Annunciations require virgins, of course. This one, unlikely as it may seem, is Cathy Ryder, Wall Street cosmetics industry investment analyst. She's on the slide at Webber Atlantic, having lost the firm a ton of money in recent months, and needs a break - an angel. And lo, up pops Ernst Krystal, who gives her a hot tip which pays off in spades: shadowy Swiss outfit Mendelhaus (geddit?) has a new anti-ageing glop which is going to make all rival glops look like, well, glop . . .

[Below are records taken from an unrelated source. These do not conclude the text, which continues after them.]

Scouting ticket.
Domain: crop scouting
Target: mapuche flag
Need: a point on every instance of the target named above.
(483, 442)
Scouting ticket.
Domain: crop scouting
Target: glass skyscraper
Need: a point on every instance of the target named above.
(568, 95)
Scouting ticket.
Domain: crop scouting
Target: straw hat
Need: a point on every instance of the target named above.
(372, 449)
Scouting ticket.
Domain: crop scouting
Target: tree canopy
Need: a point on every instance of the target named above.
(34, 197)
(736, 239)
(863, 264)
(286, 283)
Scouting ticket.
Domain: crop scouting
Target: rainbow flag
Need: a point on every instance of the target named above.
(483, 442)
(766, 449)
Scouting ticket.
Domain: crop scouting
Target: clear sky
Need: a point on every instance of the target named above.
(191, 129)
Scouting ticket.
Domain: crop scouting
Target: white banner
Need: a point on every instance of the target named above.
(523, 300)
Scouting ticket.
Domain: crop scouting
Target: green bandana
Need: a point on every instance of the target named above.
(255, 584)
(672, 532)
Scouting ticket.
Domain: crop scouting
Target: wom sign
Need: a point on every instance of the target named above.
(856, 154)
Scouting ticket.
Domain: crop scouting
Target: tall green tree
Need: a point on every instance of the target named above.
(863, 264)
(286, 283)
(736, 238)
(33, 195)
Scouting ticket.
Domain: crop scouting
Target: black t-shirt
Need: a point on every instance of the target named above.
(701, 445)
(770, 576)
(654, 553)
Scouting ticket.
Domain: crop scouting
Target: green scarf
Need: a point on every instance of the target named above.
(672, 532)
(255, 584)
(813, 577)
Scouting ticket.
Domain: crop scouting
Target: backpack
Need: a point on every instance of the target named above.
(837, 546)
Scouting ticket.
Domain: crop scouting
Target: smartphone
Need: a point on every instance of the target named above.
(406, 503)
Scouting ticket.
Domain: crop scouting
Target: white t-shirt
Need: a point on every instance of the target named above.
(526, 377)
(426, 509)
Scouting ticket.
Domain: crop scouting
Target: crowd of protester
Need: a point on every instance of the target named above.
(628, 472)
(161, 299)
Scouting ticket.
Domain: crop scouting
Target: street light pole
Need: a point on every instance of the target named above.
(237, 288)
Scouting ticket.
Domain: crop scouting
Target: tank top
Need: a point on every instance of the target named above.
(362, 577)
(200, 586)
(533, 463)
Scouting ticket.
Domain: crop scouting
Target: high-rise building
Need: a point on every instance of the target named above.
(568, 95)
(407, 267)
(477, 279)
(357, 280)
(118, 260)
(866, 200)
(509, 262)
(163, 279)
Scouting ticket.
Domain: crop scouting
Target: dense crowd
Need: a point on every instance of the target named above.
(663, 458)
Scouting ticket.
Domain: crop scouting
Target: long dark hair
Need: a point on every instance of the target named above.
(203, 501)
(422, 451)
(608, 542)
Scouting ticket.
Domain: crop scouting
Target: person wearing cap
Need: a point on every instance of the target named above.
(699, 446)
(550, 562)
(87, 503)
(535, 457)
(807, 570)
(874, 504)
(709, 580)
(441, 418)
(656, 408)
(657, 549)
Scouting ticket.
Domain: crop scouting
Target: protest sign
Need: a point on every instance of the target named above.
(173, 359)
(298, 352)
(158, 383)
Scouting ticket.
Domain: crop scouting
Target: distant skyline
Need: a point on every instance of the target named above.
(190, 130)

Meanwhile the career of Mike Varela, Anglo-Saxonised Latino from the wrong side of the tracks - well, Queens - has really gone down the tubes. The deal he constructed for Swift and Drew, involving Mendelhaus taking over their closest American rivals, is suddenly off, his security pass won't open the office door, and he hasn't even made the first payment on the BMW. By the twanging of his red braces he knows something is wrong; perhaps if he cuddles up to Cathy Ryder he'll find out what . . .
Again meanwhile, on the West Coast, grumpy private dick Harry Waterman (dollars 275 a day plus expenses) is checking something out for the Centre for Disease Control; two ageing tough-guy movie stars have suddenly died almost simultaneously of heart cancer, such a colossal statistical improbability that most people assume it was really Aids that killed them. Oddly, they both appear to have gone to Switzerland for a little nip-and-tuck not long before they died . . .
Yet again meanwhile, in an Alpine clinic accessible only by helicopter, loony geneticist Edward Geiger is very close to a breakthrough. (We know he's a loony, because he says things like 'Wrong. Right. What has that got to do with science?' and 'We cannot wait for evolution.') All he needs is a special woman. Her virginity is neither here nor there, as it turns out . . .
There are plenty of deaths, chases, helicopter rides, explosions, grubbing around in ventilation shafts, hiding in broom cupboards, even some good old-fashioned detective work. There's plenty of science and high finance, both fairly opaque; quite a lot of gynaecology too. The whole thing is a big fat combination of medical thriller and financial thriller, with a dollop of Indiana Jones thrown in - utterly ludicrous, but ludicrously enjoyable too, the sort of thing you don't mind anointing with suntan oil. The blurb describes Lynch as a 'major storyteller', which is usually code for 'semi-literate perpetrator of incoherent blockbusters', but is not far from the truth in this case.